Are you a sugar addict? I am.
In 2005 I vowed to quit and began
writing about life without sweets.
This site contains a forum,
product reviews, my journal,
educational Sugar Challenges,
and the Stop Being Sweet ebook.
Best wishes to you and your family this holiday season.
If you can’t make it through the holidays sugar-free, check back on Monday because I’ll be posting about ways to Stop Being Sweet in 2010!
Also, remember that the Stop Being Sweet forum will re-open on January 1st. It will be free to join and use so get some people together and get ready for a sugar-free new year.
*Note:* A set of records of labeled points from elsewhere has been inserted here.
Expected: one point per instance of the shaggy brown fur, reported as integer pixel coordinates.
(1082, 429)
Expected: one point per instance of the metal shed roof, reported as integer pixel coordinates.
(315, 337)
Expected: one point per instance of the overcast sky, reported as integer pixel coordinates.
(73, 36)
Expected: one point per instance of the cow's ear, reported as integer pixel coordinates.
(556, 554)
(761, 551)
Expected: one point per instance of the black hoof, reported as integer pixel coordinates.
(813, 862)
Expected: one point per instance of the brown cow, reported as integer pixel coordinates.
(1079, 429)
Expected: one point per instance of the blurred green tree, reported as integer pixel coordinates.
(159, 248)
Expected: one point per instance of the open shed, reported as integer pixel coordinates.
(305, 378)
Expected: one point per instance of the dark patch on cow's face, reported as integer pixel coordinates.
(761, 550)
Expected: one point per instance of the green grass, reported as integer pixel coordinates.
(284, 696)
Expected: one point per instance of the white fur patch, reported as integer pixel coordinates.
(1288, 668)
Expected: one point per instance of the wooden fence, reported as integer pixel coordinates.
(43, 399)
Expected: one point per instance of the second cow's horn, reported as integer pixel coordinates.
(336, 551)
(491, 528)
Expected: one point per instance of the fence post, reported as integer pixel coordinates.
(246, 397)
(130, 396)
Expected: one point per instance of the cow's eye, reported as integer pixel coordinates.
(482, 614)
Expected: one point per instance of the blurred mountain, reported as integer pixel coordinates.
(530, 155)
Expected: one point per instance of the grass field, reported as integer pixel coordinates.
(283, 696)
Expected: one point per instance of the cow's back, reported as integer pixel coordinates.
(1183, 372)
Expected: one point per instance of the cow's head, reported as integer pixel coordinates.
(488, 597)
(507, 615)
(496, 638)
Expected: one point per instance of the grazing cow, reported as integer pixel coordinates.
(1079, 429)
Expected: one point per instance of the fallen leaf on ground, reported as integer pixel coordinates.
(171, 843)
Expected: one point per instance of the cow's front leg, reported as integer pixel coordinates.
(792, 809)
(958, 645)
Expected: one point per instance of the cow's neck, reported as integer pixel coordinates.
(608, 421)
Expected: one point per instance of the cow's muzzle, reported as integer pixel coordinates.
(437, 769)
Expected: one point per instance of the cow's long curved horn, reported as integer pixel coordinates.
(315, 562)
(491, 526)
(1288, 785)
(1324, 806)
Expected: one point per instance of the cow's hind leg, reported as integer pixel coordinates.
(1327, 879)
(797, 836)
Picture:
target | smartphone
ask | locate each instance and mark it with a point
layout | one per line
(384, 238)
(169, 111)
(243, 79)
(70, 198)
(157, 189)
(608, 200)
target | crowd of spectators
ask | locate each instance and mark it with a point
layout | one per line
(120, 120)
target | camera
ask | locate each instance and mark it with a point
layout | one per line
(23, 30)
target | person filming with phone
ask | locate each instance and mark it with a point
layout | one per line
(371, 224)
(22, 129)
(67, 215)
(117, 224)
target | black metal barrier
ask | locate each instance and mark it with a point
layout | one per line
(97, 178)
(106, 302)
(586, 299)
The following video might change the way you feel about soda pop. It talks about how sugar addiction works and why we love to love sweet drinks. About ten minutes long…
Hopefully you’re planning fun and friendly gatherings this year. However, for many people, the holidays can mean spending time with strange folks you only see once a while. In some cases the people you spend the holidays with are not your first choice and in the worst case scenario you just plain don’t like them. When your Uncle Jerk and Aunt Meanie make good cookies and your Cousin Callous bakes a delicious batch of brownies, dessert quickly becomes your holiday oasis!
Wherever you go and whatever situation you find yourself in, sweets are most likely going to be there as well. The people around you can help or hinder you on your mission. Your mission, of course, is to stop being sweet—that is, avoid sugar and don’t be so kind that you let others tell you what to eat. For some, peer and family pressure is worse than personally fighting off the ginger bread man. Here are some typical situations and some ideas for coping.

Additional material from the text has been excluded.